The recent announcement by the government to declare Telengana as the 29th state with 10 districts and Hyderabad as a common Capital has opened a Pandora’s Box of similar clamors. Many groups have stepped up their game demanding for their own statehood. The government will have to ponder many factors before redrawing boundaries and splitting up states. ‘Nationalism’ has always remained the most controversial creed in the political theory. It cannot be merely defined as the casual association of people within a territory.

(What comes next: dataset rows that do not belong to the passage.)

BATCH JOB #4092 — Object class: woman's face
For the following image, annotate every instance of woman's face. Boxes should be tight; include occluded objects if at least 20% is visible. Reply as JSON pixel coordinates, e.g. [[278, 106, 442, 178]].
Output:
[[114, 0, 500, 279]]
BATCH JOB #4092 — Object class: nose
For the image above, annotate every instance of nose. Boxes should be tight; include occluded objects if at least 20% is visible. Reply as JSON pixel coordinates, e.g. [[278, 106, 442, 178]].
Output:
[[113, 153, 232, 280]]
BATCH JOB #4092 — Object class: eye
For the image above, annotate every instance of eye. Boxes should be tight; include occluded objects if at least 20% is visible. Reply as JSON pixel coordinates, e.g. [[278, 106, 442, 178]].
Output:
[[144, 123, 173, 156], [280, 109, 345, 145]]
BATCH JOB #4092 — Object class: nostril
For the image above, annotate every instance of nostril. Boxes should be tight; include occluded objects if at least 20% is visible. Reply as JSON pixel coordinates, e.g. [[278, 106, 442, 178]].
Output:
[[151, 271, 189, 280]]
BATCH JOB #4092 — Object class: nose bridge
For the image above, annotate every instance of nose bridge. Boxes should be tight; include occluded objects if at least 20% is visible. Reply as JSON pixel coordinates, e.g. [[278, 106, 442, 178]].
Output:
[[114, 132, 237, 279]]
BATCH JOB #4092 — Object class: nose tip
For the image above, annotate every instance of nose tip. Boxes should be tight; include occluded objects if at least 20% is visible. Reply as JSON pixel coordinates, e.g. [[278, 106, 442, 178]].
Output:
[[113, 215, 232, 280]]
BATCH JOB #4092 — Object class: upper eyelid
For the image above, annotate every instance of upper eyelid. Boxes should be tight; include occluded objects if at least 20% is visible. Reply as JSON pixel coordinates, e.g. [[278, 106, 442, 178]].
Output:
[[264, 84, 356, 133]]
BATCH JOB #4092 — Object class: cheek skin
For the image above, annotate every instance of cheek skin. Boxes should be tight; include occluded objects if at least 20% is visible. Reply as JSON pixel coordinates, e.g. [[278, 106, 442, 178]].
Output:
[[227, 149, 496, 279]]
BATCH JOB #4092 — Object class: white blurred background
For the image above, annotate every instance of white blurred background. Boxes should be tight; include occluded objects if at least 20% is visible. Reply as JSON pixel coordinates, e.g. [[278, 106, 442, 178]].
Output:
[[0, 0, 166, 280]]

It is the sharing of some popular beliefs, ascribing a common political identity to its entire people and sharing a common history. In this context the internal outcries for separate statehood cannot be ignored prima facie. Also more and more stifling of these demands will be a call for disaster. These types of internal conflicts have always been a head-ache for governments worldwide and they are still searching for a way-out. India is a nation lauded for ‘Unity in Diversity’ and a large number of minority groups of ethnic, tribal, cultural and social origin exist within the country and have been living harmoniously since Independence.
They have been amply protected under our Constitution taking into consideration their capacity to influence the populace so that their voice too is eloquently heard in a highly democratic nation like ours. However in case they feel subjugated or threatened they have the full right to protest. Their demand for separate statehood comes from the limbo they have remained in since time immemorial. They feel that a separate autonomous state would give them a better chance of survival, development and above all better administration.
Andhra Pradesh when formed by the union of British-States and princely provinces after Independence was on linguistic basis i. e. they all spoke Telugu. However Jawaharlal Nehru said at the time that in case anyone feels uneasy by their counterparts they can ask for dissociation. The plea for Telengana as a separate state had been going on for several years abrogating its ties with coastal Andhra Pradesh and Rayalseema. What triggered the demand was its continuing negligence in developmental schemes for the state.
However, stiff opposition has also risen from the latter regions thereby placing the government in a quandary. The internecine demands for Hyderabad as Capital of the state, by both the regions have exacerbated the situation. It has conclusively served as a bolster to similar demands from other parts of the nation. The Nagas, an ethnic group claims that they have been demanding for a bigger Nagaland by consolidating the Nagas from various Eastern states like Arunachal Pradesh, Manipur and Assam from time immemorial and hence they should be the first to be considered.
The cry for Vidarbha, an autonomous state in Maharashtra, Gorkhaland in West Bengal have become more ferocious. There has also been a demand to split up the large Uttar Pradesh into four states for better administration-Avadh Pradesh, Purvanchal, Bundelkhand and Paschim Pradesh. The armed conflicts by Kukis, an ethnic group in Manipur is also for their own state. The conflicts ended after signing a Suspension of Agreements (SoA) in 2005 by the Indian Army and the Kuki National Party and United People’s Front, the two main parties under whose umbrella the protests were organized.
The Agreement was signed after the promise from Prime Minister to hold conducive talks which is yet to take place. State wide protests and hartaals have already begun in all these states since the announcement for Telengana. However the premise of the argument that smaller state means better administration is fallacious in nature. Splitting up of the nation into several small states might result in the fact that their voices might be trampled upon. It will take some time until they become really autonomous recovering from the protests and conflicts with a stable economy.
In such a scenario a hostile contiguous state sharing its boundary is certainly not conducive. Also it will be only a matter of time for these demands to take on a communal character. That is a price we have already paid for and are suffering from its after impacts even today. The government has to hold many productive talks and discussions with the states concerned and should thoroughly look for all other viable options before hastening into any decision. Therefore taking a holistic view and after careful deliberation only the decision to demarcate and redraw boundaries forming more and more states should be taken.